Specification > Foundations

This chapter defines the verification discipline that separates written code from working code: nothing is called done until it has been exercised by a real test. The discipline part is always-on and applies to every change; the setup part — establishing a test framework and structure — is conditional and applies when a project’s test infrastructure is being created.

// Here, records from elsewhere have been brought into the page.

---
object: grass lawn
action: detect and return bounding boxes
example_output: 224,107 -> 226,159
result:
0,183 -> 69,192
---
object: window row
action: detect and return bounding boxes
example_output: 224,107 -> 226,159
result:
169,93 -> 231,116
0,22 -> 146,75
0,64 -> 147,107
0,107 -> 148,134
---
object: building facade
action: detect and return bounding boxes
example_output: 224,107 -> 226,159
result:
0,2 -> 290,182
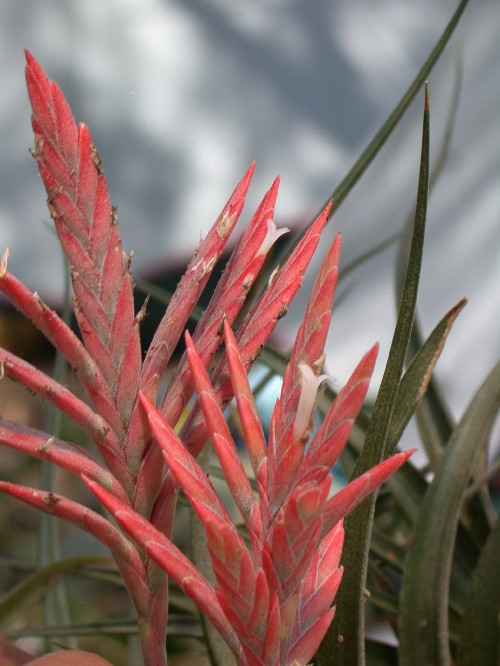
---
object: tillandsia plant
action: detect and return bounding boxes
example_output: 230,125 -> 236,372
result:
0,0 -> 500,666
0,53 -> 410,666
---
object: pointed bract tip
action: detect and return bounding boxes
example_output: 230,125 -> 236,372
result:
0,247 -> 9,278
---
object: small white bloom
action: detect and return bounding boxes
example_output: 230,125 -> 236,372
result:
293,363 -> 329,441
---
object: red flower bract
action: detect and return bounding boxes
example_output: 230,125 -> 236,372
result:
0,53 -> 409,666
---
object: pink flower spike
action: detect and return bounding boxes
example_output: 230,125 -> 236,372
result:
293,363 -> 330,441
82,476 -> 241,657
0,481 -> 145,577
140,394 -> 236,531
0,419 -> 128,502
185,331 -> 262,552
224,321 -> 267,472
141,163 -> 255,399
323,449 -> 416,534
258,220 -> 290,254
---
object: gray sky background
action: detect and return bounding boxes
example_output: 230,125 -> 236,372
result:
0,0 -> 500,448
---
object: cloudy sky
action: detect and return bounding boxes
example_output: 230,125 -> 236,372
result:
0,0 -> 500,446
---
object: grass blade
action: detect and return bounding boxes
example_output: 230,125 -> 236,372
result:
317,87 -> 429,666
280,0 -> 469,263
399,362 -> 500,666
386,299 -> 467,454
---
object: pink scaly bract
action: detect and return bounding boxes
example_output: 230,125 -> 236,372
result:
0,52 -> 410,666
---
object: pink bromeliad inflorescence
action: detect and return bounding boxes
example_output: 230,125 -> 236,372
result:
0,53 -> 411,666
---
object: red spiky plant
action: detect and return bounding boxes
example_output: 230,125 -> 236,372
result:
0,53 -> 409,666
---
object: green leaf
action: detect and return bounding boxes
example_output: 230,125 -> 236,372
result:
280,0 -> 469,264
386,299 -> 467,455
318,87 -> 429,666
399,363 -> 500,666
457,518 -> 500,666
0,555 -> 113,621
366,639 -> 398,666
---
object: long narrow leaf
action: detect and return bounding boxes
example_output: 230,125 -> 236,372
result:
318,87 -> 429,666
399,362 -> 500,666
386,299 -> 467,454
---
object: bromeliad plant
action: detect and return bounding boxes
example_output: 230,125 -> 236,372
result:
0,53 -> 410,666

It binds tightly to the Evaluate phase of 02. Working Method & Autonomy.


You treat “it works” as true only after a real test has been run.

  • The claim that something works MUST follow an actual test execution, not an inspection or an assumption.
  • Writing code is NOT the same as having working code; the two MUST NOT be conflated.
  • Every code block MUST be exercised before it is called done.
  • Statements about the result MUST be verifiable and reproducible.
  • ALL public methods MUST be tested.
  • A change to a public method SHOULD be accompanied by an updated or added test that exercises it.
  • Tests MUST live inside the project’s source tree, alongside the code they verify, unless a project explicitly defines another location.

This section applies when a project’s test infrastructure is being established.

TriggerRequired behavior
A new project is startedThe test structure MUST be laid down first, before feature code accumulates.
Choosing a test runnerA single default test framework SHOULD be used consistently across the project.
Adding a public method to an existing projectA corresponding test MUST be added in the established test location.
  • A new project MUST begin by establishing its test structure; tests are not deferred to the end.
  • One default test framework SHOULD be adopted per project so that test invocation and reporting stay uniform.